At present, there are no indications that anything in the general market environment will change in the coming weeks. This is not due to a balanced or stable market situation, but rather to the lack of ambition along the entire leather supply chain to initiate major changes or impulses in the short term.
Whether this restraint is appropriate or misguided remains uncertain; in any case, it will do little to alter the fundamental market conditions, and any effects will appear only with considerable delay, if at all. In reality, the core issue is not the market situation itself but time. It is entirely possible that leather could become a more attractive material again in the future, but such developments unfold along the supply chain in different and often asynchronous rhythms.

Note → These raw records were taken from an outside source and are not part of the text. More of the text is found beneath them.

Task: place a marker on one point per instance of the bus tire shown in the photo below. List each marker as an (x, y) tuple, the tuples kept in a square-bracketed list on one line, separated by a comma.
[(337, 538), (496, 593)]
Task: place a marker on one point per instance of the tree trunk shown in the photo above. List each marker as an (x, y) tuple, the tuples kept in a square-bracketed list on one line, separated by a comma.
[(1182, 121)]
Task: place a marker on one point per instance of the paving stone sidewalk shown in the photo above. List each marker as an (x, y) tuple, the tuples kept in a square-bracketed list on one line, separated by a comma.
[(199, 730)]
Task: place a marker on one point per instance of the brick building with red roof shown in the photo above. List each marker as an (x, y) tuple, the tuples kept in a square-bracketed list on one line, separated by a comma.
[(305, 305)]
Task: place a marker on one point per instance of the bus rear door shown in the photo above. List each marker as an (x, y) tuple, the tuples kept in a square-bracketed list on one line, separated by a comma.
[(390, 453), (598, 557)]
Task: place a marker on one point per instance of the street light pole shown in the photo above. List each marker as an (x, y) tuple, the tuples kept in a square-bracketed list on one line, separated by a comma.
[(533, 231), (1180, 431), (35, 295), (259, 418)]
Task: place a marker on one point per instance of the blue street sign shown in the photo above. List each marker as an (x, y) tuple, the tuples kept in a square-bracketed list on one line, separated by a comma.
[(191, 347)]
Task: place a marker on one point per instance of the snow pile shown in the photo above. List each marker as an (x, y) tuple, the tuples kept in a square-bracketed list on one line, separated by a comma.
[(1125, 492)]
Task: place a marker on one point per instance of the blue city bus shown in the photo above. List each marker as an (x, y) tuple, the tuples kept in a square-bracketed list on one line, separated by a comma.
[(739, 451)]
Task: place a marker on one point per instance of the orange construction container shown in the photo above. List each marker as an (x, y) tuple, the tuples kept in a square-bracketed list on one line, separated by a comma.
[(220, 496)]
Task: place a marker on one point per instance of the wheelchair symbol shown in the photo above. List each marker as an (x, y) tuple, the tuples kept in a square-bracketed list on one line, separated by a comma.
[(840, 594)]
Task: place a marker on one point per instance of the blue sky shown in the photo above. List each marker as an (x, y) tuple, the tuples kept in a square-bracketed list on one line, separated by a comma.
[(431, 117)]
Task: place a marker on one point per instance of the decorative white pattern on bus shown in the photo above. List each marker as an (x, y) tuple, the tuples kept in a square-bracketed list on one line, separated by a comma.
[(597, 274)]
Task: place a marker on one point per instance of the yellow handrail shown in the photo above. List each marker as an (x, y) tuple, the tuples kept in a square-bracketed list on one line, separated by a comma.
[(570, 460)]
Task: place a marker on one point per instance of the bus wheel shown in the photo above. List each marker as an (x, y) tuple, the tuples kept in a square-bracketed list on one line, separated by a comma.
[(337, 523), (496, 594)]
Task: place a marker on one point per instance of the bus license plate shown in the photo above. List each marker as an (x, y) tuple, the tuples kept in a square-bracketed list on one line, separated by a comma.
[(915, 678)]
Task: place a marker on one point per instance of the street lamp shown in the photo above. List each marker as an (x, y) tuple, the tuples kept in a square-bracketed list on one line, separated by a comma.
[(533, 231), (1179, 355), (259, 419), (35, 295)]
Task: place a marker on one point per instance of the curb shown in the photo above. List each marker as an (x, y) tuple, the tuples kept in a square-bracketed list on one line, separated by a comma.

For leather producers, this timing gap could become problematic, as it typically takes at least one, and more often two seasons before shifts in consumer-side material demand translate meaningfully into upstream production. This implies a timeframe of at least six months before structural developments can materialise. As a result, meaningful input will remain scarce in the coming weeks, and if any emerges, it will likely stem from sectors not directly connected to the production chain, such as geopolitical decisions or central bank policies.
Ultimately, the decisive factor will be the market restart in the new year, which will not take place before mid-January in Europe and mid-February in Asia. In addition, several important trade fairs could reveal early indications of whether leather may indeed experience a noticeable revival.